Manuel Casimiro was born in a quite affluent family but only decided to devote himself entirely to his artistic pursuit after the Angolan war where he fought and was wounded. When he left Portugal to live abroad, mainly in Nice, France, he did not rely on family resources and lived in semi-poverty for many years. The generous friendships that he forged during that period helped him through his hardship and were to last for his whole life, particularly with people such as Vincent Descombes, Jean-François Lyotard, Michel Butor. The articles they published on Manuel Casimiro’s work account for their appreciation of the man and the artist. In 1978 he lived for one year in New York where his first major collective exhibition took place. He managed to sell a few painting which enabled him to travel Northern European countries and Italy where he spent some time, especially in Venice. There he met and photographed Peggy Guggenheim in her foundations, only shortly before she died in 1979. This meeting was to have a lasting influence on Manuel Casimiro and the photography was to become the subject matter for an intervention.
Selected exhibitions
Manuel Casimiro has presented many individual and collective exhibitions and here are listed some of the major ones.
1978: The Cooper-Hewitt Museum, New York, exhibited a collection of works by Robert Motherwell, Douanne Michaelis, David Hockney and Manuel Casimiro and many others. This collective exhibition was then displayed in New York, Tokyo, London, Paris and Berlin.
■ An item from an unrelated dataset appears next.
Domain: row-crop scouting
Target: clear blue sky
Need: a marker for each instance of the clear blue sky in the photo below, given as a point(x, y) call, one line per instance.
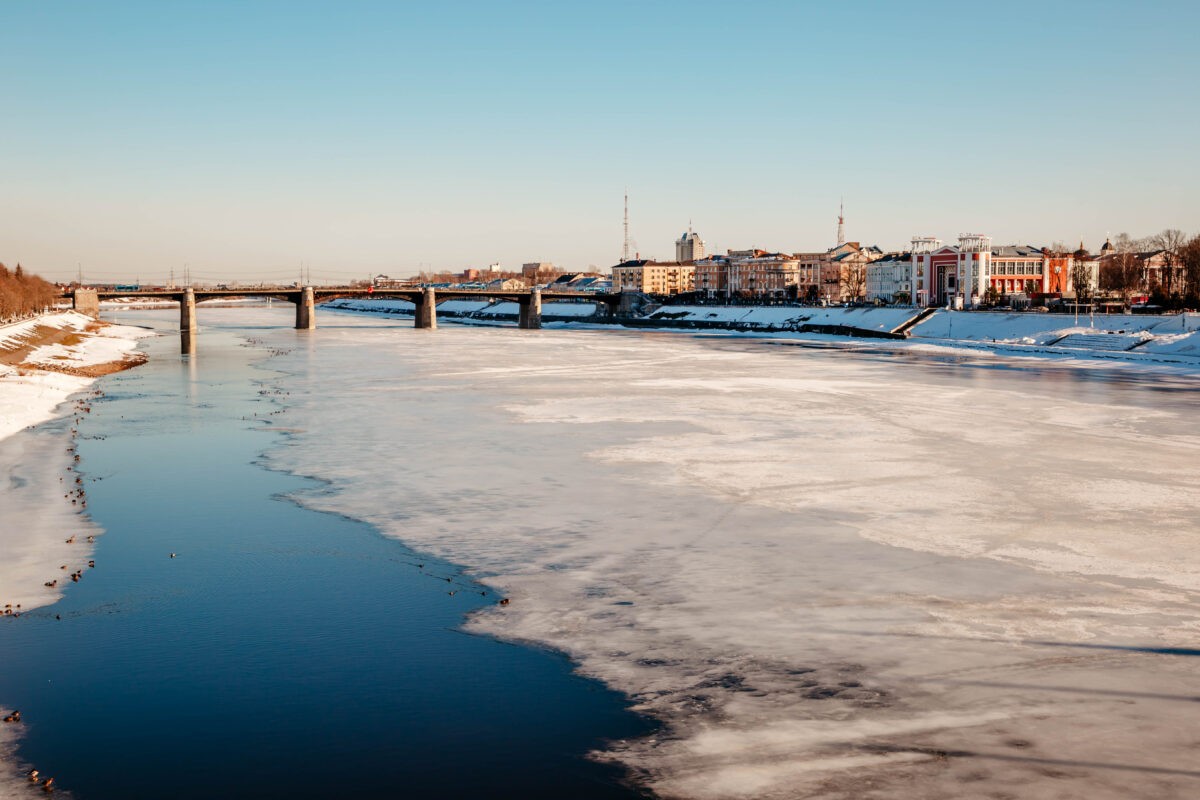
point(244, 138)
Oedipus Explaining the Enigma, an intervention work by Manuel Casimiro, was exhibited.
1980: Manuel Casimiro represented France in various international events, as in 1980 at the D.A.A.D in Berlin, Germany for the exhibition Nice in Berlin, or in 1981 in São Paulo, Brazil at the Museum of Modern Art of the São Paulo University.
1986: In Nice, France Casimiro contributed to the exhibition Peindre, Photographier along with Christian Boltanski, Louis James, Annette Messager, Robert Rauschenberg. On this particular occasion, Manuel Casimiro chose to make two interventions on two Orientalist paintings in the Jules Chéret Museum by painting ovoids with erasable paint.
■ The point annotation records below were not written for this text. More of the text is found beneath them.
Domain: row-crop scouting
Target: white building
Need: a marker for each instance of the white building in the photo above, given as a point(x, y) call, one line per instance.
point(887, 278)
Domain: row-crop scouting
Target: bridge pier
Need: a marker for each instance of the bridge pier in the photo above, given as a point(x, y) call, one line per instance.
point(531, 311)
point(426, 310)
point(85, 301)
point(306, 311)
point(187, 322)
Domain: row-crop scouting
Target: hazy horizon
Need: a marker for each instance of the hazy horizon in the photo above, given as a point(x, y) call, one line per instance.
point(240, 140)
1988: The National Museum Soares dos Reis in Oporto exhibited a collection of works about the Portuguese myths The Ghosts of King Sebastian. This exhibition was also displayed in Bari, Italy in 2006.
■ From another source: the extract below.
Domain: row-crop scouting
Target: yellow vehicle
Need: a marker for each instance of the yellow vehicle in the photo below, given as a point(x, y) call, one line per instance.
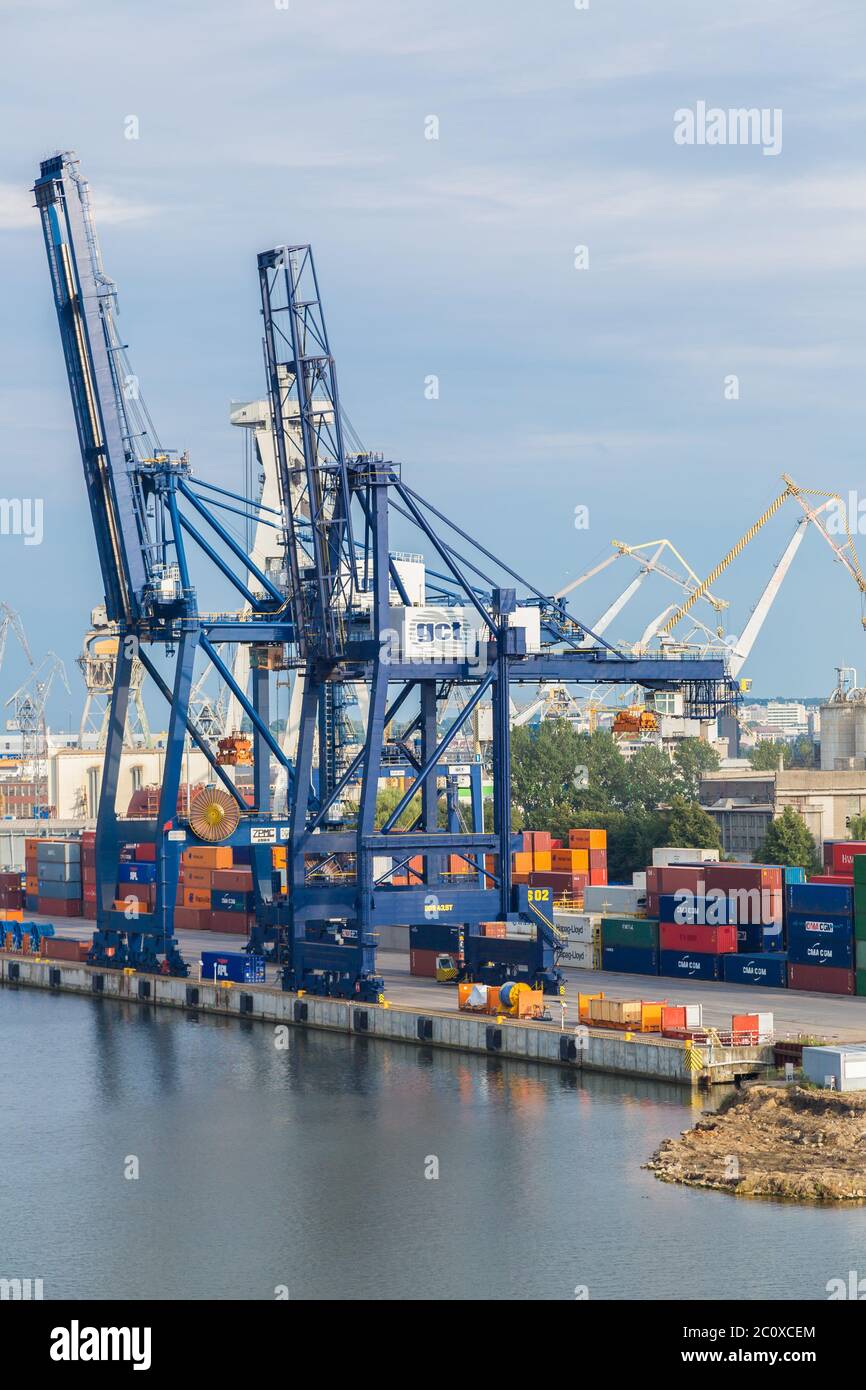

1996/1997: The Museum of Contemporary Art of Serralves in Porto under the lead of Jean-hubert Martin, organized a retrospective of Manuel Casimiro’s work entitled Manuel Casimiro 1964-1996.
2002: As part of the opening of Salamanca Capital of Culture 2002, two exhibitions were organized: Bridges and The Imaginary Museum.
2003: In an exhibition called Playing with Scales, the Galician Center of Contemporary Art exhibited photographs by Manuel Casimiro which dated back to 1972 and which were part of a work called City. These photographs were displayed opposite more recent works by other artists and showed their very topicality some 30 years later.
2004: On the occasion of an exhibition called Chocolate Manuel Casimiro published a collection of texts entitled Neither Antique, Nor Modern. In one of the articles Manuel Casimiro strongly criticizes the development of the financial system that the art market has become.
2009: The Belém Cultural Center in Lisbon exhibited Caprichos, a series of interventions by Manuel Casimiro on Goya’s work. Michel Butor contributed to the exhibition with a few texts on Goya and Manuel Casimiro’s works. They were published along others texts by Manuel Casimiro to illustrate the objectives of these interventions and to try to decipher the hallmark of his creative work, the ovoid.
The Ovoid
When considering Manuel Casimiro’s work it is necessary to bear in mind that he gives a paramount importance to the idea within the work of art, the “cosa mentale” in Leonardo da Vinci’s words. The ovoid, and its use in interventions and other works, provides a focal point around which the work of art is re-evaluated and reconsidered. The artists himself seldom talks about the ovoid leaving it to the spectator to supply meaning within that void form.